The output of this parameter sweep is a list of `data.table`s, so to give an idea of what the output looks like we show the first 3 scenarios (there are `r length(res)` in total). See `?scenario_sim` for more information on the contents of these `data.table`s.

```{r}
head(res, 3)
```

## Storing simulations with scenarios

In the previous example we constructed the parameter grid and then ran the parameter sweep storing the simulated outbreaks in a separate object. It can be useful to keep the simulated output together with the parameter grid to be able to check which parameters correspond to which simulated outbreak.

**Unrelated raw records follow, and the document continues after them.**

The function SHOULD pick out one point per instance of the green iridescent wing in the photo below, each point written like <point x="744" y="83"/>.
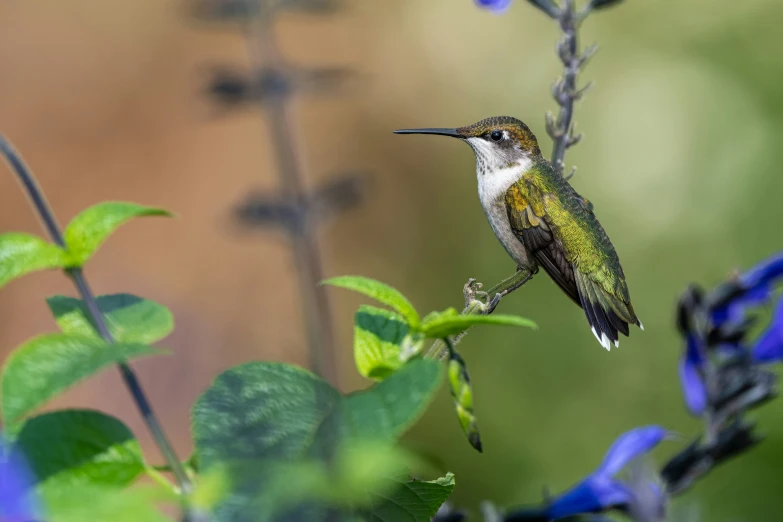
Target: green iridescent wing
<point x="559" y="228"/>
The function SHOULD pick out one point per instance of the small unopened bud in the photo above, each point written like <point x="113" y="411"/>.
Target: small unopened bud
<point x="462" y="393"/>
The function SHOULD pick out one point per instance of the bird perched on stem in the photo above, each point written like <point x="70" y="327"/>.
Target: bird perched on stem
<point x="541" y="221"/>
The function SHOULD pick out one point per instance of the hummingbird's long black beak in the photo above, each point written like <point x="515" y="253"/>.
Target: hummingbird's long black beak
<point x="440" y="132"/>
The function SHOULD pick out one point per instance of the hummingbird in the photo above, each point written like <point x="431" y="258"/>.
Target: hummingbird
<point x="542" y="221"/>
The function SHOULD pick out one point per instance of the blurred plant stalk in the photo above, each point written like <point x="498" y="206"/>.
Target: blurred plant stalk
<point x="298" y="210"/>
<point x="76" y="274"/>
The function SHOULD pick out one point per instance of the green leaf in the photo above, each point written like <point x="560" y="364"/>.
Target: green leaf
<point x="21" y="254"/>
<point x="412" y="501"/>
<point x="104" y="504"/>
<point x="47" y="365"/>
<point x="386" y="410"/>
<point x="378" y="336"/>
<point x="67" y="448"/>
<point x="381" y="292"/>
<point x="130" y="319"/>
<point x="440" y="325"/>
<point x="259" y="413"/>
<point x="260" y="410"/>
<point x="88" y="230"/>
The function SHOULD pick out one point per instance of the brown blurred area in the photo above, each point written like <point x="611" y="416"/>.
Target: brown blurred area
<point x="106" y="101"/>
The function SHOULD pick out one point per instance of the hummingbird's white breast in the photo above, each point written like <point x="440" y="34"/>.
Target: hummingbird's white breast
<point x="494" y="179"/>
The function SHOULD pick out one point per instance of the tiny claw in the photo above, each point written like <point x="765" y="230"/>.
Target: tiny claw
<point x="493" y="303"/>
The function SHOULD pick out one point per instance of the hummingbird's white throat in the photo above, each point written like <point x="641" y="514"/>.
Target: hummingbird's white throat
<point x="497" y="169"/>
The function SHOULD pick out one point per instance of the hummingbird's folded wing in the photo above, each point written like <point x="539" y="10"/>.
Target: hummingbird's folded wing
<point x="589" y="286"/>
<point x="539" y="240"/>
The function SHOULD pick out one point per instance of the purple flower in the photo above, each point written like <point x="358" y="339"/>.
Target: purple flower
<point x="16" y="482"/>
<point x="754" y="287"/>
<point x="600" y="491"/>
<point x="769" y="345"/>
<point x="691" y="378"/>
<point x="496" y="6"/>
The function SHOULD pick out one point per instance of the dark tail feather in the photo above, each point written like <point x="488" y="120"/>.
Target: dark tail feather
<point x="607" y="316"/>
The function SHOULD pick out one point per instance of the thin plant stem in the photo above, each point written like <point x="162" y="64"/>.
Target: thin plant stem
<point x="76" y="275"/>
<point x="265" y="55"/>
<point x="474" y="306"/>
<point x="565" y="90"/>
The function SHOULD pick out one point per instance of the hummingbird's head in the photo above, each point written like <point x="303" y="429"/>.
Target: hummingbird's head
<point x="498" y="142"/>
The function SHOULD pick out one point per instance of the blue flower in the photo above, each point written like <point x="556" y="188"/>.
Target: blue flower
<point x="600" y="491"/>
<point x="16" y="481"/>
<point x="769" y="345"/>
<point x="754" y="287"/>
<point x="691" y="378"/>
<point x="497" y="6"/>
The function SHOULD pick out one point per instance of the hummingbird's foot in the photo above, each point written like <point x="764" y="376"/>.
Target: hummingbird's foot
<point x="472" y="292"/>
<point x="493" y="304"/>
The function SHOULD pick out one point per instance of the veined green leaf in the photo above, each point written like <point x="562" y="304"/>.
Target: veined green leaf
<point x="259" y="413"/>
<point x="130" y="319"/>
<point x="381" y="292"/>
<point x="378" y="336"/>
<point x="412" y="501"/>
<point x="438" y="326"/>
<point x="88" y="230"/>
<point x="47" y="365"/>
<point x="67" y="448"/>
<point x="386" y="410"/>
<point x="21" y="254"/>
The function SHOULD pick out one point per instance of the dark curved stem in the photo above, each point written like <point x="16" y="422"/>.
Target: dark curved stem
<point x="46" y="215"/>
<point x="265" y="55"/>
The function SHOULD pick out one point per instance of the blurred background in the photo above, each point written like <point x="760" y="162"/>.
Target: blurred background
<point x="681" y="157"/>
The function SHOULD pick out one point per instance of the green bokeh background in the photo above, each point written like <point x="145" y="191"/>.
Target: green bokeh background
<point x="681" y="158"/>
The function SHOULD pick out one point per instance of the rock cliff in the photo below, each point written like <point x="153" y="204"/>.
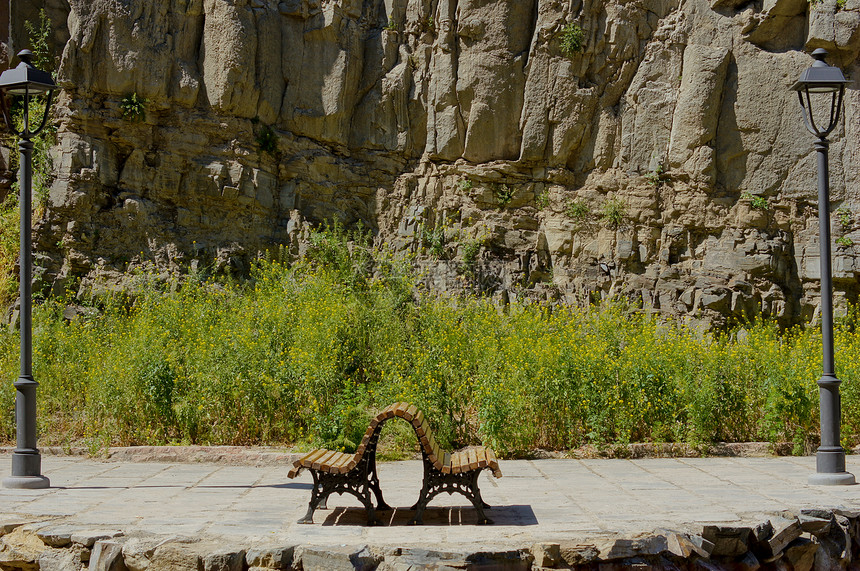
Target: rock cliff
<point x="567" y="148"/>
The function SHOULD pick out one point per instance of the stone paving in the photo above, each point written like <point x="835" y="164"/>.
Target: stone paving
<point x="536" y="500"/>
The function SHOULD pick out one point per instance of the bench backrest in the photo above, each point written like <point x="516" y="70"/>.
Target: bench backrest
<point x="340" y="463"/>
<point x="465" y="460"/>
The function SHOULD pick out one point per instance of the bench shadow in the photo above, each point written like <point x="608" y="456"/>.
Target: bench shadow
<point x="518" y="515"/>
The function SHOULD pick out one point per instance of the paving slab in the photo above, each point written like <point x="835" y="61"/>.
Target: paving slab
<point x="536" y="500"/>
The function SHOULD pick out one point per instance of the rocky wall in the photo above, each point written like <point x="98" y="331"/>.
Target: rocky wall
<point x="666" y="160"/>
<point x="814" y="540"/>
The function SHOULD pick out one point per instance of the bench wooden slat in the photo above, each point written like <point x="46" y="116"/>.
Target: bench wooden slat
<point x="339" y="465"/>
<point x="457" y="461"/>
<point x="493" y="463"/>
<point x="308" y="459"/>
<point x="482" y="457"/>
<point x="473" y="459"/>
<point x="323" y="460"/>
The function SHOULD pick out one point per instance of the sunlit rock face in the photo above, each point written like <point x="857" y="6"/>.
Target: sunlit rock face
<point x="649" y="149"/>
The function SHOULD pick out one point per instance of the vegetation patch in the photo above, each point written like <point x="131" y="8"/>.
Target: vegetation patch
<point x="572" y="40"/>
<point x="302" y="354"/>
<point x="133" y="107"/>
<point x="613" y="212"/>
<point x="756" y="202"/>
<point x="504" y="194"/>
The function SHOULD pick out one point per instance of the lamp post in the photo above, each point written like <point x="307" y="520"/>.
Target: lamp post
<point x="825" y="80"/>
<point x="25" y="80"/>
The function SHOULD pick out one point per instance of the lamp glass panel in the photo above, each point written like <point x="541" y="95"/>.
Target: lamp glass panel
<point x="32" y="89"/>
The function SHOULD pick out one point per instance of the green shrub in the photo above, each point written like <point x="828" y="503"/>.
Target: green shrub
<point x="756" y="202"/>
<point x="658" y="176"/>
<point x="577" y="210"/>
<point x="133" y="107"/>
<point x="304" y="353"/>
<point x="572" y="40"/>
<point x="844" y="241"/>
<point x="613" y="212"/>
<point x="845" y="218"/>
<point x="504" y="194"/>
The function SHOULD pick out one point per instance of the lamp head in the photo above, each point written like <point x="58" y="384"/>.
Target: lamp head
<point x="26" y="79"/>
<point x="820" y="77"/>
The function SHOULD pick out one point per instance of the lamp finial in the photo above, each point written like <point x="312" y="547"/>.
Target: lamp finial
<point x="26" y="56"/>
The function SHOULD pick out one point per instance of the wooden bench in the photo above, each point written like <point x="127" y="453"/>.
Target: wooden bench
<point x="336" y="472"/>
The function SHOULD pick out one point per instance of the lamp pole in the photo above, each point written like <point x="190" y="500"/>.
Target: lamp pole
<point x="26" y="80"/>
<point x="821" y="78"/>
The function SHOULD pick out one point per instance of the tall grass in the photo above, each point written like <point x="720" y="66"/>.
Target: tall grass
<point x="304" y="353"/>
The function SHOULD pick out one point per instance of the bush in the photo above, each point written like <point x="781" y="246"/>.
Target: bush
<point x="572" y="40"/>
<point x="305" y="353"/>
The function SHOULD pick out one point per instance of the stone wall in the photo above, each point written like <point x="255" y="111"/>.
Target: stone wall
<point x="666" y="161"/>
<point x="818" y="540"/>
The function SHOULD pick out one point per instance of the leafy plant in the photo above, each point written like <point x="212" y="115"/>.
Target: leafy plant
<point x="756" y="202"/>
<point x="133" y="107"/>
<point x="504" y="194"/>
<point x="267" y="139"/>
<point x="613" y="212"/>
<point x="40" y="42"/>
<point x="469" y="251"/>
<point x="657" y="177"/>
<point x="577" y="210"/>
<point x="845" y="218"/>
<point x="572" y="40"/>
<point x="434" y="240"/>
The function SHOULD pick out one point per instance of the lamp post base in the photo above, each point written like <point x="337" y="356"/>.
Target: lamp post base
<point x="26" y="482"/>
<point x="26" y="471"/>
<point x="832" y="479"/>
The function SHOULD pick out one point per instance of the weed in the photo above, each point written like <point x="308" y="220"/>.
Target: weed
<point x="40" y="42"/>
<point x="504" y="194"/>
<point x="133" y="107"/>
<point x="469" y="251"/>
<point x="433" y="240"/>
<point x="613" y="212"/>
<point x="267" y="139"/>
<point x="845" y="218"/>
<point x="756" y="202"/>
<point x="657" y="177"/>
<point x="303" y="352"/>
<point x="577" y="210"/>
<point x="572" y="40"/>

In this example we run the same scenario parameter sweep as before (again with `r n` replicates), but store the simulated outbreak `data.table`s in the same object as the list of scenarios. We append the simulation results to the `scenario_sims` `data.table` and assign them to the `sims` column.

```{r}
scenario_sims[, sims := lapply(data, \(x, n) {
  scenario_sim(
    n = n,
    initial_cases = x$initial_cases,
    offspring = offspring_opts(
      community = \(n) rnbinom(n = n, mu = x$r0_community, size = x$disp_community),
      isolated = \(n) rnbinom(n = n, mu = x$r0_isolated, size = x$disp_isolated)
    ),
    delays = delay_opts(
      incubation_period = x$incubation_period[[1]],
      onset_to_isolation = x$onset_to_isolation[[1]]
    ),
    event_probs = event_prob_opts(
      asymptomatic = x$prop_asymptomatic,
      presymptomatic_transmission = x$prop_presymptomatic,
      symptomatic_traced = x$prop_ascertain
    ),
    interventions = intervention_opts(quarantine = x$quarantine),
    sim = sim_opts(cap_max_days = x$cap_max_days, cap_cases = x$cap_cases)
  )
  },
  n = n
)]
scenario_sims
head(scenario_sims$data, 3)
head(scenario_sims$sims, 3)
```

## Running scenarios in parallel

Finally, we demonstrate how the above example can be easily run in parallel using the [`{future}` framework](https://www.futureverse.org/). We load the `{future}` and `{future.apply}` R packages for this.

```{r}
library(future)
library(future.apply)
```

We can replace the `lapply()` with the `future.apply::future_lapply()` function and then choose how to run the analysis in parallel. See `?future::plan` for details.

Here we show how to run the analysis on 2 separate R sessions running in the background.

```{r, eval=FALSE}
future::plan("multisession", workers = 2)
```

Now we re-run the parameter sweep with parallelisation.

```{r, eval=FALSE}
scenario_sims[, sims := future_lapply(data, \(x, n) {
  scenario_sim(
    n = n,
    initial_cases = x$initial_cases,
    offspring = offspring_opts(
      community = \(n) rnbinom(n = n, mu = x$r0_community, size = x$disp_community),
      isolated = \(n) rnbinom(n = n, mu = x$r0_isolated, size = x$disp_isolated)
    ),
    delays = delay_opts(
      incubation_period = x$incubation_period[[1]],
      onset_to_isolation = x$onset_to_isolation[[1]]
    ),
    event_probs = event_prob_opts(
      asymptomatic = x$prop_asymptomatic,
      presymptomatic_transmission = x$prop_presymptomatic,
      symptomatic_traced = x$prop_ascertain
    ),
    interventions = intervention_opts(quarantine = x$quarantine),
    sim = sim_opts(cap_max_days = x$cap_max_days, cap_cases = x$cap_cases)
  )
  },
  n = n,
  future.seed = TRUE
)]
scenario_sims
```

Note, we set the `future.seed = TRUE` to ensure that parallel-safe random numbers are produced.